J'arrive la première. Ca me
rassure quelque part, et renforce mon stress. Les métros défilent sous mes
yeux. Soudain, je reconnais sa silhouette. Reconnaissable entre toutes, parmi
ces automates. Je me dis chouette, il n'a pas été formaté, par les standards
écrasant de la ville. Il s'avance vers moi… L'angoisse atteint son paroxysme…
Plus que quelques pas qui nous séparent… Le voilà … Dans ma tête des
informations affluent, j'ai peur, je suis heureuse. Il avance avec nonchalance,
et c'est divin… Même si à ce moment précis, je ne connais plus la danse, ni les pas, je me laisse diriger par les siens.
S'en suit nos errances, pour
trouver où déjeuner… Le temps qui file trop vite. Je ré apprivoise, ses
mimiques, ses yeux. Je redécouvre avec bonheur, ses sourires, sa douceur. L'espace
de quelques moments, je me plais à rêver à si, tout ce fatras de dégâts. Etrangement, je me sens bien, je voudrais que
les heures s'étirent un peu, pour nous laisser un peu de répit. J'ai envie
encore de boire ses paroles, m'envelopper de son regard. Je le suis, pour
allonger le temps. Mon entretien tout cela, n'a plus d'importance. L'objet de
ma venue est autre, je cherche en lui des questions, des réponses, des
affirmations. J'obtiens tout cela, et je le découvre à nouveau. Comme depuis
cette fenêtre, un soir de mai, je vois ses changements. Sa personnalité, plus affirmée.
Ce chemin, qu'il a parcouru sans moi, jusqu'à ses 27 ans, que j'ai du mal à lui
donner… C'est comme si hors de sa vie, je n'avais pu admettre que loin de moi,
il a vieillit. Le temps s'était arrêté là, dans cet appartement. Aujourd'hui, il
s'arrête sur le quai du bus 177, enfin pas vraiment…
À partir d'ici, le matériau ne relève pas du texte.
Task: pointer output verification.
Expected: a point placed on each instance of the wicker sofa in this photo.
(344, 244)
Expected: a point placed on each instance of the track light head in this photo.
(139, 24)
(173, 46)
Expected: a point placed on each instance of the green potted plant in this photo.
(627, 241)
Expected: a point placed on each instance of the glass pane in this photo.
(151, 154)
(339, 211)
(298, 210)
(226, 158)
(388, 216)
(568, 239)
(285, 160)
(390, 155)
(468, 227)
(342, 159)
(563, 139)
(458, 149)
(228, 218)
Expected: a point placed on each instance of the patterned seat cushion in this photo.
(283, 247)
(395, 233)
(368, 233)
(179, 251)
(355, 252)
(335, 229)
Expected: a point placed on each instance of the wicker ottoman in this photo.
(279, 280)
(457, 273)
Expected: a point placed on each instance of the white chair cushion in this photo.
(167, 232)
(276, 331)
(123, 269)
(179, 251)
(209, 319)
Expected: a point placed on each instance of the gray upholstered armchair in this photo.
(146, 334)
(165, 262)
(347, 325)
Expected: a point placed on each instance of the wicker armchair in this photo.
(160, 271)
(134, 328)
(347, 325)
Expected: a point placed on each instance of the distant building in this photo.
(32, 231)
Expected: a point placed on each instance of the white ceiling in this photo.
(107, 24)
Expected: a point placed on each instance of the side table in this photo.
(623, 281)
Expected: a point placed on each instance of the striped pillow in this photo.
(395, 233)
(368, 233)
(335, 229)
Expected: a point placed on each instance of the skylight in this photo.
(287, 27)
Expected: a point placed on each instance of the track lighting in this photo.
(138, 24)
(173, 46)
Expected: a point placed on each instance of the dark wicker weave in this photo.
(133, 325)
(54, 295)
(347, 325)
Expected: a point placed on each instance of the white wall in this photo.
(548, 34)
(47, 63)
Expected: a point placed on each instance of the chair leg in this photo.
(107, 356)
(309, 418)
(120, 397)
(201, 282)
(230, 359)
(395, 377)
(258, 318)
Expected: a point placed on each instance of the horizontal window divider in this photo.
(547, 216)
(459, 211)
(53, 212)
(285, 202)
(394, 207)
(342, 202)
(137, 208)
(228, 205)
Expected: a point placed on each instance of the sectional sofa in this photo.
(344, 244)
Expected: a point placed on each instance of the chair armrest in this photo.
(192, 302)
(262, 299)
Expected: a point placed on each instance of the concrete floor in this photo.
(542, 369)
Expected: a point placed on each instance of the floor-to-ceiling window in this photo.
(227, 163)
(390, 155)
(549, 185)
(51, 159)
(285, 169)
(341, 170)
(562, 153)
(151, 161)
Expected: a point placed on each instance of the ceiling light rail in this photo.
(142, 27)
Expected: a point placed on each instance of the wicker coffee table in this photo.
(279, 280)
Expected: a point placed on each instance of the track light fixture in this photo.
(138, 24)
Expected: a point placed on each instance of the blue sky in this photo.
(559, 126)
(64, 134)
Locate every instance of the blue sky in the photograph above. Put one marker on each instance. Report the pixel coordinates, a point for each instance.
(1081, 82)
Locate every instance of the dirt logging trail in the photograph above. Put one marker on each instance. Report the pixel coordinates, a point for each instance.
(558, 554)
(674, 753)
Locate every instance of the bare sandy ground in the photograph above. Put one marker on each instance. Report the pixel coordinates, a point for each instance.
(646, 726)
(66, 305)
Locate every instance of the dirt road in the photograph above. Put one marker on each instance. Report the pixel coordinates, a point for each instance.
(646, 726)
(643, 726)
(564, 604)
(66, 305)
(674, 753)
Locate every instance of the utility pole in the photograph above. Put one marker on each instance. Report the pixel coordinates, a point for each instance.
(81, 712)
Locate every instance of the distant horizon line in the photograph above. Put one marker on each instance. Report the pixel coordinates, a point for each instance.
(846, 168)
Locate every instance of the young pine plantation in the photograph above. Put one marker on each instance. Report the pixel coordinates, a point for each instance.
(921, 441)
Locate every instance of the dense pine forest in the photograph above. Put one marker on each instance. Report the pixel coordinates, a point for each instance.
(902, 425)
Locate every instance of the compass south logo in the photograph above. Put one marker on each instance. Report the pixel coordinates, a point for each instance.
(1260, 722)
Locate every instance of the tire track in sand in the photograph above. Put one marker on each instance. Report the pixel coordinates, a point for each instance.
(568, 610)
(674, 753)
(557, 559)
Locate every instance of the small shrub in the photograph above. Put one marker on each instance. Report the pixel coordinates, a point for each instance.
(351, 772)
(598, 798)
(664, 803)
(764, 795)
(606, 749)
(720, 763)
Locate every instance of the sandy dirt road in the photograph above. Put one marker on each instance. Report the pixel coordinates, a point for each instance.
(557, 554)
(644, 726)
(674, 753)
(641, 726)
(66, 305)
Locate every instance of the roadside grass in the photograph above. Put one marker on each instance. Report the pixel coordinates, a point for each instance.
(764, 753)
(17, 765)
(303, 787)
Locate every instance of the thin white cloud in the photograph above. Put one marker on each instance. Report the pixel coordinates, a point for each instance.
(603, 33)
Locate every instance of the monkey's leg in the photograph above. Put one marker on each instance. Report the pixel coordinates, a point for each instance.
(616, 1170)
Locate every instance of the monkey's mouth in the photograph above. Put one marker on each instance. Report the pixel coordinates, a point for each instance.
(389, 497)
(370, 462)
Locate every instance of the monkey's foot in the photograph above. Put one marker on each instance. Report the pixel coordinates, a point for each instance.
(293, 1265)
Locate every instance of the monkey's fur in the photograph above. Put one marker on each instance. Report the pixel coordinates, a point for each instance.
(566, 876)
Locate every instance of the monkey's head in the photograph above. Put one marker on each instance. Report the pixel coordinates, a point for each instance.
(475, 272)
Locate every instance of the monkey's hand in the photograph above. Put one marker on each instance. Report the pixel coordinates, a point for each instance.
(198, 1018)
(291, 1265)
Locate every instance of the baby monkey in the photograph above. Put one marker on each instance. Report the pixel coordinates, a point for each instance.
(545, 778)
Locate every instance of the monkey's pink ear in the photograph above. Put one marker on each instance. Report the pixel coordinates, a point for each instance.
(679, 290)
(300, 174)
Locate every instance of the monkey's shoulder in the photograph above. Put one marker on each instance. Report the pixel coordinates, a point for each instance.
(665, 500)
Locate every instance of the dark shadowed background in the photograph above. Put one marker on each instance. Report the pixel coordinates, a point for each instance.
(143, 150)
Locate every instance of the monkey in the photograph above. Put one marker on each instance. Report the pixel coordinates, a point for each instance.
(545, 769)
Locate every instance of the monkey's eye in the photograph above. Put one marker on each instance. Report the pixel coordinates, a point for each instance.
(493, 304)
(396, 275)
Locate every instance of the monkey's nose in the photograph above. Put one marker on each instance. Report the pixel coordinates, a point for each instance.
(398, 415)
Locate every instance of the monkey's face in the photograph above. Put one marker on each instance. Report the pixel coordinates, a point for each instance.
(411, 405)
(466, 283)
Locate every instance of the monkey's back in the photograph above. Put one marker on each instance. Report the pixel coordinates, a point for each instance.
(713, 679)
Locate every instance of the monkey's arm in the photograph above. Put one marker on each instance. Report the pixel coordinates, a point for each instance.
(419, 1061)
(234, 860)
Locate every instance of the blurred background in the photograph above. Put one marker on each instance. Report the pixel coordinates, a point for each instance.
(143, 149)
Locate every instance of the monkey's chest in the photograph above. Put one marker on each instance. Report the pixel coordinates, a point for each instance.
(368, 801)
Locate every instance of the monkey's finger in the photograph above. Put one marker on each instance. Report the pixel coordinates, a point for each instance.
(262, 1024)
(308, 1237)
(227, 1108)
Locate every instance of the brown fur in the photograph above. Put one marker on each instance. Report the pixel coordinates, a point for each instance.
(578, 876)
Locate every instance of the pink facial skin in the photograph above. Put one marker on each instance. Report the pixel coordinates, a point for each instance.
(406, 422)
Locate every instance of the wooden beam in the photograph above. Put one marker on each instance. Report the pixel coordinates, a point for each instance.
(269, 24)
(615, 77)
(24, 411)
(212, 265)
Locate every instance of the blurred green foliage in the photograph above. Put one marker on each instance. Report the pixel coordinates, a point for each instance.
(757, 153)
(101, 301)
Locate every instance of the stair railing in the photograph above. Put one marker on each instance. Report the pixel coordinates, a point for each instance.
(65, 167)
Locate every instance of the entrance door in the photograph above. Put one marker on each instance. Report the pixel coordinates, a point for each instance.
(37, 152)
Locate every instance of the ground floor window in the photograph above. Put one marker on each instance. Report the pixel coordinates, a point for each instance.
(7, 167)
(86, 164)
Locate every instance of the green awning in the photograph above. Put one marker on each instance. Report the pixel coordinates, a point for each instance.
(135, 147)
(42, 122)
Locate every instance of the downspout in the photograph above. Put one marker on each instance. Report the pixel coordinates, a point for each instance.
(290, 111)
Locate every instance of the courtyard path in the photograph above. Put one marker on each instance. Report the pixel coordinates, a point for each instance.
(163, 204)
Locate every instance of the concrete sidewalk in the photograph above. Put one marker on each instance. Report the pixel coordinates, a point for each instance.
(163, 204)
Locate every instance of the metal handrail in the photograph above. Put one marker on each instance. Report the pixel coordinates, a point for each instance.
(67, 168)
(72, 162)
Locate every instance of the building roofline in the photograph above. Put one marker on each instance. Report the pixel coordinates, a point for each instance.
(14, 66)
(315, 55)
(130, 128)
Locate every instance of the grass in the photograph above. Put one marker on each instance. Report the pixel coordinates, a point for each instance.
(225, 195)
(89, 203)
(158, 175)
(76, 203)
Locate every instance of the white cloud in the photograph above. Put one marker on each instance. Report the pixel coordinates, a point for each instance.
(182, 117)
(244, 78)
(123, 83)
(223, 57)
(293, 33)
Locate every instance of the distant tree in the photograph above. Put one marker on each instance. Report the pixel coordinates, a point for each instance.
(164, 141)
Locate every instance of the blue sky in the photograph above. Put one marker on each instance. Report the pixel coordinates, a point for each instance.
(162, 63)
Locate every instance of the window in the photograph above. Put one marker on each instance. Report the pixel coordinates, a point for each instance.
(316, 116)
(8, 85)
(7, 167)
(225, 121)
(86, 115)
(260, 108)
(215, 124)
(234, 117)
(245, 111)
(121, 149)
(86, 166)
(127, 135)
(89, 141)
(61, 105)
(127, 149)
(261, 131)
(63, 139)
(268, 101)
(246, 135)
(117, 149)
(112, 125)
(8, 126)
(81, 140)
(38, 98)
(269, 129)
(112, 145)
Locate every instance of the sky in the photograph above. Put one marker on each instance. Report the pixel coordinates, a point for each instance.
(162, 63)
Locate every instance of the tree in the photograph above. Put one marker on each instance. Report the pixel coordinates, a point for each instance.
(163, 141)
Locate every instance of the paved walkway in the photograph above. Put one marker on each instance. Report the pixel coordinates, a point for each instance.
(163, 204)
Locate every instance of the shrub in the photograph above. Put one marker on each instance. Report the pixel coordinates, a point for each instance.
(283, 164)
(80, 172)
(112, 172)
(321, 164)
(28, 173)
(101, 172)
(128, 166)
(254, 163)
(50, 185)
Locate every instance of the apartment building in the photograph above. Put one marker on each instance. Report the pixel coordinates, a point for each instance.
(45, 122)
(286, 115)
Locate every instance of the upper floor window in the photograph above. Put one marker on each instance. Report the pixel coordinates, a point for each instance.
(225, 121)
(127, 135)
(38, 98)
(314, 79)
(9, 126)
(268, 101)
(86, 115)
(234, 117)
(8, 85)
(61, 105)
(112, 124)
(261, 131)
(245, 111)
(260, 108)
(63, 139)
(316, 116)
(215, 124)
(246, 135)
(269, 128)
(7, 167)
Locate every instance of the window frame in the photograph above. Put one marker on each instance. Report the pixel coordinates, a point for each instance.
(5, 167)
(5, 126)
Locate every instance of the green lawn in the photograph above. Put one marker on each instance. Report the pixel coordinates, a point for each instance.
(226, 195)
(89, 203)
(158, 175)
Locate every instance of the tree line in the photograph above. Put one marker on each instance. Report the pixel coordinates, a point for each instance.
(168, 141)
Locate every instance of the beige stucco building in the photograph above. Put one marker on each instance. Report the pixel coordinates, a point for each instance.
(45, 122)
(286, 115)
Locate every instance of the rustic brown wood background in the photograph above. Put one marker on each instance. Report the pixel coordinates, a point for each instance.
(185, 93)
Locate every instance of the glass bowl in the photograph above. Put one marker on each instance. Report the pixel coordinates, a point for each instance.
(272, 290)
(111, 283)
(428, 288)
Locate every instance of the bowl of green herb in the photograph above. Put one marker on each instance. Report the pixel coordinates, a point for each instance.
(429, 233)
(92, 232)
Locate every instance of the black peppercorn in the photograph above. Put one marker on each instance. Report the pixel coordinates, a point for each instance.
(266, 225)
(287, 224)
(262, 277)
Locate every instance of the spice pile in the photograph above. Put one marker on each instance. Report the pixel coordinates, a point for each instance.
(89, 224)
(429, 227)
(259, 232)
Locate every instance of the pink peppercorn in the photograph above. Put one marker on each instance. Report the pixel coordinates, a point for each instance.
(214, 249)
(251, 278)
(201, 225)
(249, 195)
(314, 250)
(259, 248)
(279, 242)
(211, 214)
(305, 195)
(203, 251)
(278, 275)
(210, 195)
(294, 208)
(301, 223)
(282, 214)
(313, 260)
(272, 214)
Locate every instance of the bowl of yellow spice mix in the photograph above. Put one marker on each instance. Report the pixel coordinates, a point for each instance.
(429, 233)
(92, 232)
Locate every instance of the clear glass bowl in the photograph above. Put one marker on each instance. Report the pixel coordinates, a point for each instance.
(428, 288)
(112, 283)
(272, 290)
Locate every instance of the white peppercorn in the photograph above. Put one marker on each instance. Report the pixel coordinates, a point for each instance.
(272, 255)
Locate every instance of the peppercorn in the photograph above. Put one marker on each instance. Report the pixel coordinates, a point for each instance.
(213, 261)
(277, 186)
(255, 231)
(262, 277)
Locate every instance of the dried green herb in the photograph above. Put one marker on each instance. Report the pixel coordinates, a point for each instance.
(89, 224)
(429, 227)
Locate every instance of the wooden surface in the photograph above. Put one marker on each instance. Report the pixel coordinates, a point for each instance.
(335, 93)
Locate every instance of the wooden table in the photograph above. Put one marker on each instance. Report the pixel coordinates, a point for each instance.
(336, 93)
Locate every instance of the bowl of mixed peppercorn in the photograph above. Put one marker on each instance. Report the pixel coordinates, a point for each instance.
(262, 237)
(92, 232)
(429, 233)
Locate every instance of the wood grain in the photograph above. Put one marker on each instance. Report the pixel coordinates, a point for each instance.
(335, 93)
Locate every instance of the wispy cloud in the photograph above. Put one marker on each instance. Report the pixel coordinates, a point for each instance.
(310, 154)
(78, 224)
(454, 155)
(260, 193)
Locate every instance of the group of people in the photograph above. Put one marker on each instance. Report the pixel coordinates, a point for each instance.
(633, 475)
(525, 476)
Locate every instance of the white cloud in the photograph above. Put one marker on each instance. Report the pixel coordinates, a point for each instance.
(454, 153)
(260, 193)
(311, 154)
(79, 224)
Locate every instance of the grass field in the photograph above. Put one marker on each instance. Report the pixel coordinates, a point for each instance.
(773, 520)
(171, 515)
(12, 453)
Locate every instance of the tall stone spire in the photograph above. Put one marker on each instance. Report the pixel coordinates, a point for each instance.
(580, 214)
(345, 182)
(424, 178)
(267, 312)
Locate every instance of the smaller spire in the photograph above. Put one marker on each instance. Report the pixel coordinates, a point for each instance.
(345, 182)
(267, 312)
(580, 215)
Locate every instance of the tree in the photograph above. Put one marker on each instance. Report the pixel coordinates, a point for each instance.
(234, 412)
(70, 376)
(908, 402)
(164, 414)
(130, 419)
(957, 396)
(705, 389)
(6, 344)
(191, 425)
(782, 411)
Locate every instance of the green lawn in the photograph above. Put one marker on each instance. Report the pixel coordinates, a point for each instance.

Avec tendresse et émotion, je
revis le moment. Je le passe en boucle dans ma tête, en songeant à ce qu'on
était, ce qu'on est devenu, et ce qu'on sera demain. Je garde ça bien au chaud,
même si c'est bouleversant, mais profondément plaisant. Il y a des choses, pour
lesquelles on a rarement de certitudes, et pour d'autres, cela semble tellement
évident, qu'on se demande quelle mascarade on joue. On joue pas la vie, c'est
elle qui se joue de nous, et elle a bien raison.